To communicate one's insanity is an even braver proposition. And to do so with bits of others' art - vocal music being even more complicated because it is a mixed media - is an exercise in trust. You never preface a quote with, "I want you to sense this," or "listen to the melody just now." The prerequisite to such sharing is a rare combination of open-heartedness and faith. Regardless of how you were made to feel, I feel that Clocks, for example, must have at least radiated to you a little of what I meant by it; the lyrics communicate to me that necessary ambiguity in love, nevertheless - the song sounds like one that I would play were I flying. And therefore, the message is that I err on the side of life, love, the pursuit, whatever. Perhaps this is too much to ask of our little game, but I think not. To quote Robert Frost "It asks a little of us here, it asks of us a certain height." And yet..rather than choose something *like* a star, I *will* choose you, my shining smiley - star. We have love in unending supply; all that is required of us is faith.

On to your fullness of heart...oh it is awful to feel like you've been left with nothing better than cliches and triteness, as though you're to paint a Dali with nothing more than fingerpaint. Between the extremes of silence and banality, there is little guidance. How can you anticipate my reaction sufficiently to write a thing, much less actually experience how my heart feels upon its receipt, to know that you've hit the mark. That requires for *me* then to attempt to communicate it back. Fatalistic as we may be, and as tempting as it may be to see the whole process as one of diminishing returns, I believe we should learn to appreciate rather the exchange of energy, our ever ascending double-helix, to overuse a metaphor...as to your logic, I hope that in time the jubilation at the presence of the signified will further edify your argument.

I sometimes think that fascination must be the most potent human emotion. Other times I feel it must be that complex of emotions that includes fear, guilt, and unworthiness. But this is the nature of existence, is it not? A child reaches out with wide eyes to a glowing candle, and quickly retreats. Lovers rock into each other's bodies and away from eachother, again and again until they reach coitus. The universe expands and contracts....I don't think the universe is noncommittal so much as it creates friction. In the human life, the absense of friction is the absense of anything even remotely inspiring.

We are all unworthy. But would you still turn away the gift that has been offered? You conceivably have years to create for yourself rituals of penance with which to smooth over your perceived iniquity. And be assured that the other party will be doing the same.

I argue again that to me every movement of the arm, every twitch of the eye is as much art at anything else. Thought is art as well, and therefore we are uniquely inbued with the ability to see the art in each other, and, perhaps, even within ourselves.
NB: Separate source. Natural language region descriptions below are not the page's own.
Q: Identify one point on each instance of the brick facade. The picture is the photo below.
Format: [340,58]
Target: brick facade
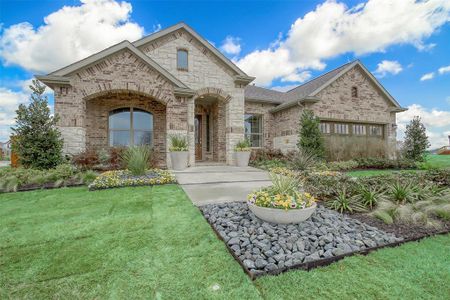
[126,78]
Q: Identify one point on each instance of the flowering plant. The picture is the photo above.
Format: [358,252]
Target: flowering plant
[296,200]
[122,178]
[284,193]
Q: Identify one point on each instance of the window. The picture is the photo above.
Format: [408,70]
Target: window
[208,134]
[130,126]
[325,128]
[354,92]
[253,129]
[359,129]
[341,128]
[376,130]
[182,60]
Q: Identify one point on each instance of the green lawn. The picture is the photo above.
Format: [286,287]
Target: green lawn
[153,243]
[433,160]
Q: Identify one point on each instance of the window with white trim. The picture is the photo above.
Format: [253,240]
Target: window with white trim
[182,59]
[341,128]
[359,129]
[253,129]
[130,126]
[376,130]
[325,128]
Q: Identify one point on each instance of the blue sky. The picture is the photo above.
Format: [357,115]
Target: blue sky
[283,43]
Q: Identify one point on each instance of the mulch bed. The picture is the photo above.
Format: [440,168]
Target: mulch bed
[407,231]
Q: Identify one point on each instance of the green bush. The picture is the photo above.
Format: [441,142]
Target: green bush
[36,139]
[137,159]
[310,138]
[303,160]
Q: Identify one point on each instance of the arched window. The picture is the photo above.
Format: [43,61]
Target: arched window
[354,92]
[182,59]
[130,126]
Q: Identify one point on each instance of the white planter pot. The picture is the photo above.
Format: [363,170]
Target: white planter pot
[242,158]
[179,160]
[282,216]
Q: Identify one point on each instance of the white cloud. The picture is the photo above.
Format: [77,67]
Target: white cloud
[297,77]
[9,101]
[427,76]
[231,45]
[437,123]
[333,29]
[67,35]
[284,88]
[444,70]
[388,67]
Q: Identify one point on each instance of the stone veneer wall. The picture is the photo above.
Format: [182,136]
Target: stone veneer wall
[119,72]
[336,103]
[97,135]
[208,76]
[262,109]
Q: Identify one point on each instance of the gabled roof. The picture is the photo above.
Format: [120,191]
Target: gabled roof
[241,74]
[261,94]
[308,91]
[61,73]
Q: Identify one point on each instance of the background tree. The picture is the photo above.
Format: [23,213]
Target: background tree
[35,138]
[310,138]
[416,140]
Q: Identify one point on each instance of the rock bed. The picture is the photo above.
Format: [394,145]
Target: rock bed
[266,247]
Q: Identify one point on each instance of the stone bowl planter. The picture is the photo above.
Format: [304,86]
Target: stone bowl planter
[242,158]
[179,160]
[281,216]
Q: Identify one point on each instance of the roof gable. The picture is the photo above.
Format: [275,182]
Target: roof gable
[240,75]
[61,73]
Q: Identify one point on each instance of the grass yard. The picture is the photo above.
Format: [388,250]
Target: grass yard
[153,243]
[433,160]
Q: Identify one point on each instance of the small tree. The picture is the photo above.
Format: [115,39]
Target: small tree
[35,138]
[416,140]
[310,138]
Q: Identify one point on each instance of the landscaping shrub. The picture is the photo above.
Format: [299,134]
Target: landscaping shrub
[137,159]
[383,163]
[303,160]
[86,160]
[122,178]
[36,139]
[178,143]
[12,179]
[345,202]
[310,138]
[342,165]
[416,140]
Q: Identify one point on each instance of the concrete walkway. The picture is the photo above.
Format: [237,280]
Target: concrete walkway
[219,184]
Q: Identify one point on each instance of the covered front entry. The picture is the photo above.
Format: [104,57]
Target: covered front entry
[210,129]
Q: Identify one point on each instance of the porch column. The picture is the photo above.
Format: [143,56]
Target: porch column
[177,123]
[191,133]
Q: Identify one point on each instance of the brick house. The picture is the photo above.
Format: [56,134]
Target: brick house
[175,82]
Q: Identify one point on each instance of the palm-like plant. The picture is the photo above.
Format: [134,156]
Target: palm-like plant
[137,159]
[343,202]
[369,196]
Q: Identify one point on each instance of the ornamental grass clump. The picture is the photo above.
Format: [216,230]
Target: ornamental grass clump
[178,143]
[285,193]
[137,159]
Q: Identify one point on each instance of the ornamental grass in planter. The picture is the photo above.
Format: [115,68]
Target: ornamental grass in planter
[242,152]
[178,152]
[284,202]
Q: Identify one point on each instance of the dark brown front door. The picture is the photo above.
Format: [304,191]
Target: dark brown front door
[198,137]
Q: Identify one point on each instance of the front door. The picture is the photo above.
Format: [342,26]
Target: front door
[198,137]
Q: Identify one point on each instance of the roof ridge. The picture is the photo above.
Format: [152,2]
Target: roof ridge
[321,75]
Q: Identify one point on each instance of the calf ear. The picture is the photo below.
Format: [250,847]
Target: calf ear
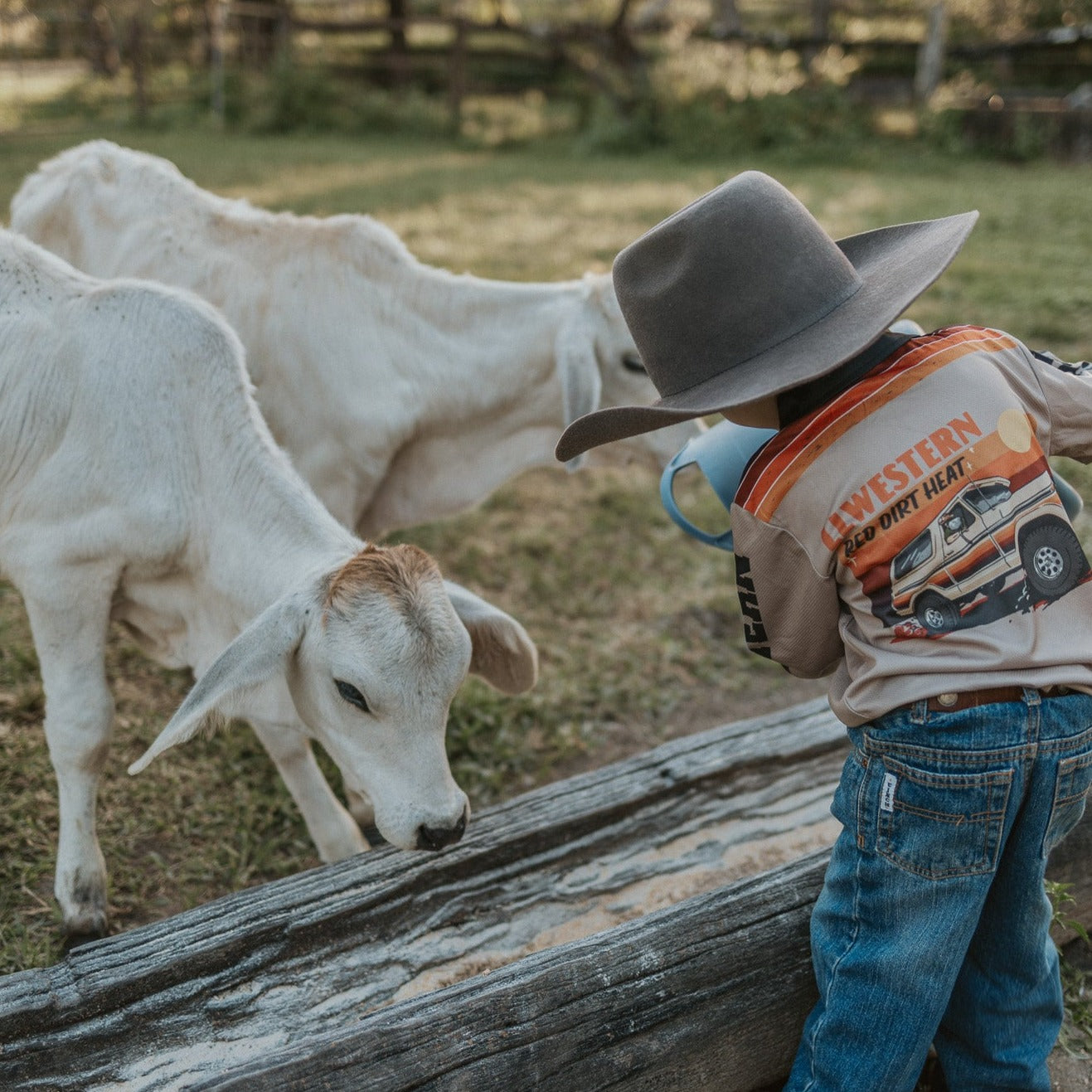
[503,655]
[581,382]
[257,654]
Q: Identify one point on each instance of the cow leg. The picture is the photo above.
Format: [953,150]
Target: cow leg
[332,829]
[70,624]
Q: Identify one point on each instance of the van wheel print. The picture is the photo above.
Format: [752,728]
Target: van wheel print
[936,614]
[1053,561]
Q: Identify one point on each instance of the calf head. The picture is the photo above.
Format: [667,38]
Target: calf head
[599,366]
[372,654]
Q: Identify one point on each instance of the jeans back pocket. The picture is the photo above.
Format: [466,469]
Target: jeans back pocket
[940,824]
[1070,789]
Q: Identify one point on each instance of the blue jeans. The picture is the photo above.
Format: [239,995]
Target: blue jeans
[933,925]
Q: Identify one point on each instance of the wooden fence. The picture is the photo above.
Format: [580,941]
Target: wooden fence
[643,926]
[460,56]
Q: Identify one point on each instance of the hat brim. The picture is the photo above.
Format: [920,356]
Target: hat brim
[895,265]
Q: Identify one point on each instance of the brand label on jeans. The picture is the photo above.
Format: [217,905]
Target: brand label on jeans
[887,792]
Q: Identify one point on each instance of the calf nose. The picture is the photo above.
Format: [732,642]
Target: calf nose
[437,837]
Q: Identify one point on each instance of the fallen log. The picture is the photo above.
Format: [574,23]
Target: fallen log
[582,934]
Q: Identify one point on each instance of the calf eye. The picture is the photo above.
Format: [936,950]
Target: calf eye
[353,696]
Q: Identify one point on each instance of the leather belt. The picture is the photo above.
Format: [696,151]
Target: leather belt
[968,699]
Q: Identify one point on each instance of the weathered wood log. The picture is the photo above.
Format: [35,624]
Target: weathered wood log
[335,978]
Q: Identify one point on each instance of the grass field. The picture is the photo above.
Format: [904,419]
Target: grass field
[637,626]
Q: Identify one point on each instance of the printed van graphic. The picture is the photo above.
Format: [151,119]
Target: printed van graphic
[982,536]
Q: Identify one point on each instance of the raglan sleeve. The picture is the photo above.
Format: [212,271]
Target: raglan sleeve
[1067,391]
[789,612]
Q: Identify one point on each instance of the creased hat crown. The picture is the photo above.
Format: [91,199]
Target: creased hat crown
[741,295]
[750,233]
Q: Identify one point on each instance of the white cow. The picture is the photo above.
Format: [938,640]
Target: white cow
[141,484]
[403,393]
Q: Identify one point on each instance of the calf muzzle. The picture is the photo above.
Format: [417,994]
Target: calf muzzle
[437,837]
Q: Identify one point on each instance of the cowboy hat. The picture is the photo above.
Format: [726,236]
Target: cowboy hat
[741,295]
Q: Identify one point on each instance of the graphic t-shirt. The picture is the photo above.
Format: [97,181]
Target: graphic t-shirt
[908,535]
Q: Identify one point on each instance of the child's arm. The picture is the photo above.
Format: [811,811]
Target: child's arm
[789,612]
[1067,391]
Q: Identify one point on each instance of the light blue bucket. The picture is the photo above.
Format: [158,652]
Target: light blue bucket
[722,454]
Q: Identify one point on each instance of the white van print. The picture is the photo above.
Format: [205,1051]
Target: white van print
[991,537]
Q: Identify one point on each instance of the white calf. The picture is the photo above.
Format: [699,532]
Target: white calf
[403,393]
[140,483]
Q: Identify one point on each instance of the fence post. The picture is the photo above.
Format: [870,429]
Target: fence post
[457,75]
[930,57]
[137,59]
[216,20]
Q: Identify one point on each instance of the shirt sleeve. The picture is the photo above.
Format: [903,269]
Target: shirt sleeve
[1067,390]
[789,612]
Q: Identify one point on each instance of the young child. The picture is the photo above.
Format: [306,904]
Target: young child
[901,535]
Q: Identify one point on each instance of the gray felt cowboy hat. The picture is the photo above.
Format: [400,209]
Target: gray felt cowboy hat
[741,295]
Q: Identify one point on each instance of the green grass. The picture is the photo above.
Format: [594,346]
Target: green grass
[637,626]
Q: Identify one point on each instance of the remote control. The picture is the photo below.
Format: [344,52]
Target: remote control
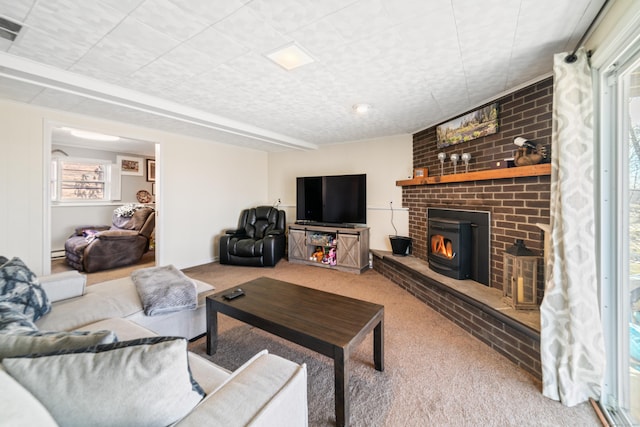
[233,294]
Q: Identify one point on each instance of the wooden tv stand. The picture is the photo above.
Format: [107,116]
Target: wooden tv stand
[351,245]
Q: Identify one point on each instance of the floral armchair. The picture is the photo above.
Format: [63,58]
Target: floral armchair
[95,248]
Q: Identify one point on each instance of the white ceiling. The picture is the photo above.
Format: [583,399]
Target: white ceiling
[198,67]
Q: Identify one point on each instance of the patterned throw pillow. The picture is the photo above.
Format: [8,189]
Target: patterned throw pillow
[19,287]
[14,322]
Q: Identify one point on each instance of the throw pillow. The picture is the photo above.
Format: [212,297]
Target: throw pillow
[20,288]
[12,345]
[12,321]
[18,407]
[145,382]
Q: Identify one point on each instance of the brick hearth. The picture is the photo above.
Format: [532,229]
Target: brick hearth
[516,205]
[474,307]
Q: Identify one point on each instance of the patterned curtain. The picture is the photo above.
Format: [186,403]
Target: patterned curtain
[571,340]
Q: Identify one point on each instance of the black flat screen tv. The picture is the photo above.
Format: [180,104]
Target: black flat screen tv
[334,199]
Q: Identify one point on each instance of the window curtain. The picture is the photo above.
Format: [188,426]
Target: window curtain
[571,337]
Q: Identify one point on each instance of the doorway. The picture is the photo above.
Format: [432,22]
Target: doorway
[70,204]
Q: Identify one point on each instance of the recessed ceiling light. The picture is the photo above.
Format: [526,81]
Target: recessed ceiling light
[362,108]
[290,56]
[93,135]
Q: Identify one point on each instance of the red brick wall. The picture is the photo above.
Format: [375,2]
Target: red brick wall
[515,204]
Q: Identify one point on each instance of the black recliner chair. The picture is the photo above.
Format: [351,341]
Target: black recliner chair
[258,241]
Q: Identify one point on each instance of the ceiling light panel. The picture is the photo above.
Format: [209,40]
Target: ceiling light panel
[8,29]
[290,57]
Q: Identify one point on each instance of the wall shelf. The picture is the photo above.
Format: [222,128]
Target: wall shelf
[519,171]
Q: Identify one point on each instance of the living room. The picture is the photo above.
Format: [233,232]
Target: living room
[203,184]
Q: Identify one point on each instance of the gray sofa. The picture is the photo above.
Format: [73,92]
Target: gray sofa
[47,390]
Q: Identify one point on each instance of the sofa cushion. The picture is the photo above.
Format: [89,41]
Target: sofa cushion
[12,345]
[12,321]
[19,407]
[145,382]
[114,298]
[20,288]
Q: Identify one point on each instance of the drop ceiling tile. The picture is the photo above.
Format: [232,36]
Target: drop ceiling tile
[414,60]
[360,20]
[16,10]
[401,11]
[106,64]
[133,37]
[41,47]
[69,21]
[320,39]
[125,6]
[169,19]
[187,62]
[249,29]
[216,45]
[54,99]
[212,11]
[18,91]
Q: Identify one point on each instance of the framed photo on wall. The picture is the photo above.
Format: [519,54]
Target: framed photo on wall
[130,165]
[151,170]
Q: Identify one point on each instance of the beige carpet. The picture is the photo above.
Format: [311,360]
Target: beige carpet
[435,374]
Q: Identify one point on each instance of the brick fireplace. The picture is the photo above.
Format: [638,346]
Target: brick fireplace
[515,206]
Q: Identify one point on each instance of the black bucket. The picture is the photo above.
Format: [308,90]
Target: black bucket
[400,245]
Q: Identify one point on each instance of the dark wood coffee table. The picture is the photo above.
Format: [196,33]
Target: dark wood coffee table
[327,323]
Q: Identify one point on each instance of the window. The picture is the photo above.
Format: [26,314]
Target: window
[620,223]
[80,180]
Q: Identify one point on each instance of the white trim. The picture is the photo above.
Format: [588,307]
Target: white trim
[617,42]
[47,130]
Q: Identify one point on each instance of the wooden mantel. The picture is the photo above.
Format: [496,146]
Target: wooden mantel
[519,171]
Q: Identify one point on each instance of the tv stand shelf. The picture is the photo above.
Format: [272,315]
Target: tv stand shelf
[351,246]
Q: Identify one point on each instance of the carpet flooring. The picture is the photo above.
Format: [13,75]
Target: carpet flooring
[436,374]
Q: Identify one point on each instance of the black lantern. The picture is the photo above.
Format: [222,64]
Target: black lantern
[521,277]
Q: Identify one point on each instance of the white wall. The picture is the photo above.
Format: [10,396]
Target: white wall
[205,186]
[384,160]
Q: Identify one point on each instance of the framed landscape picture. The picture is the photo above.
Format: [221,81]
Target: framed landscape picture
[151,170]
[130,165]
[476,124]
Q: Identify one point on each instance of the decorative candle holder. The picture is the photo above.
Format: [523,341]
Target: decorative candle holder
[442,157]
[520,277]
[465,158]
[454,159]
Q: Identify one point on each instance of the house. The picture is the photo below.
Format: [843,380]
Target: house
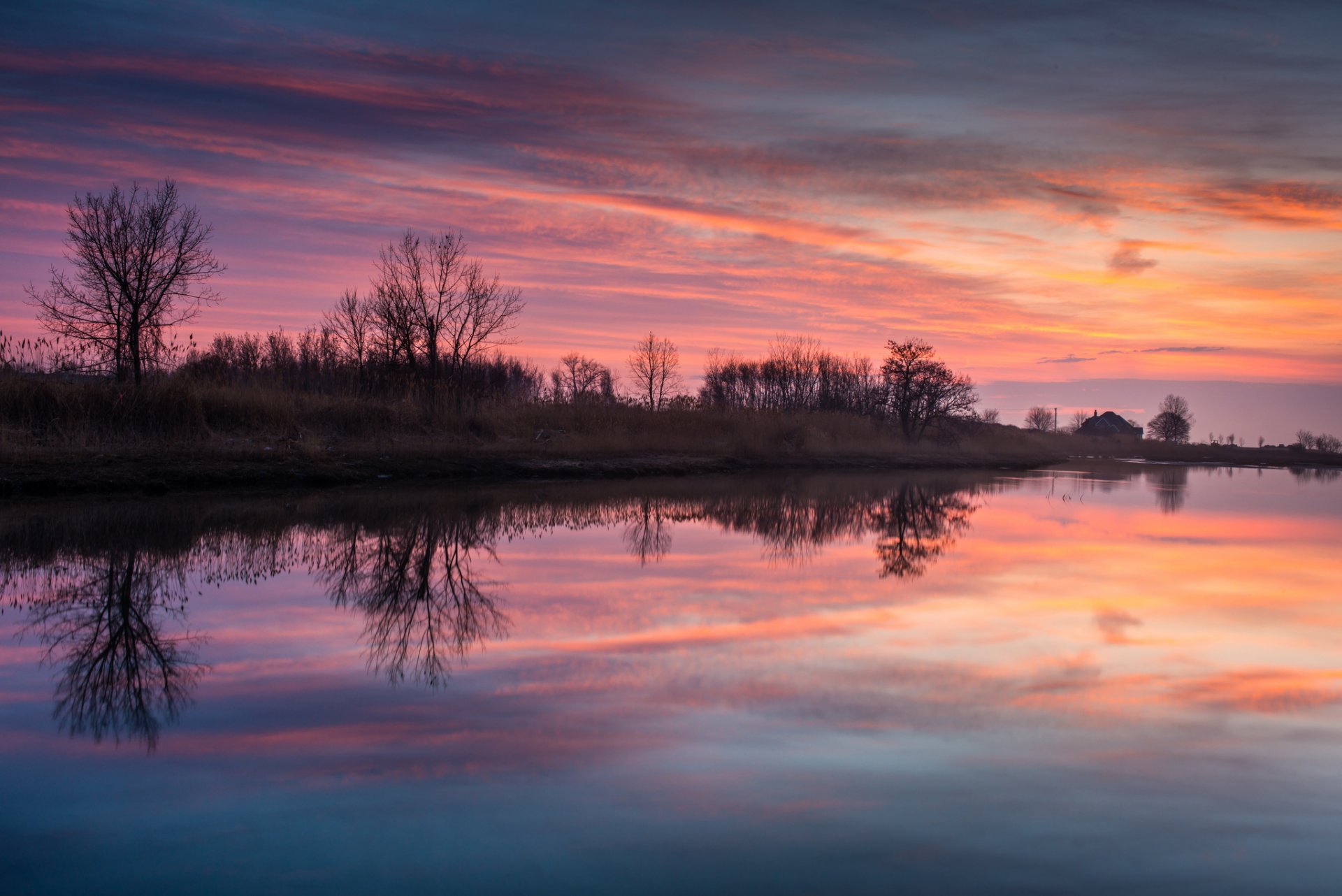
[1109,424]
Perhaps that is what separates the 'quick' - we can regard each other.

...that is beautiful. And I don't know about commonality in interpretation but here is my response: such a tension. If you are both looking at the horizon of the other, indeed if you are both looking into each other's eyes, you are not looking at the same place. There should not be one submissive party, so this is the right way. I suppose this is where you have faith in the other person to fill in the gaps where necessary, and in yourself to paint the picture adequately. Have you ever played that game where you draw on your partners back with your finger, and have them guess what it was? I've found that rarely was the guesser correct, but what a divine feeling nevertheless to have the tender attention of the person you love. And as to imagery, I see two people on a high place, locked in an embrace, 360 degrees of possibility expanding around them.

Two last things - you would be wrong to assume that I don't want to hear it, all of it. And I too believe in fairy tales. Your otherworldliness defies the logic of our middle earth.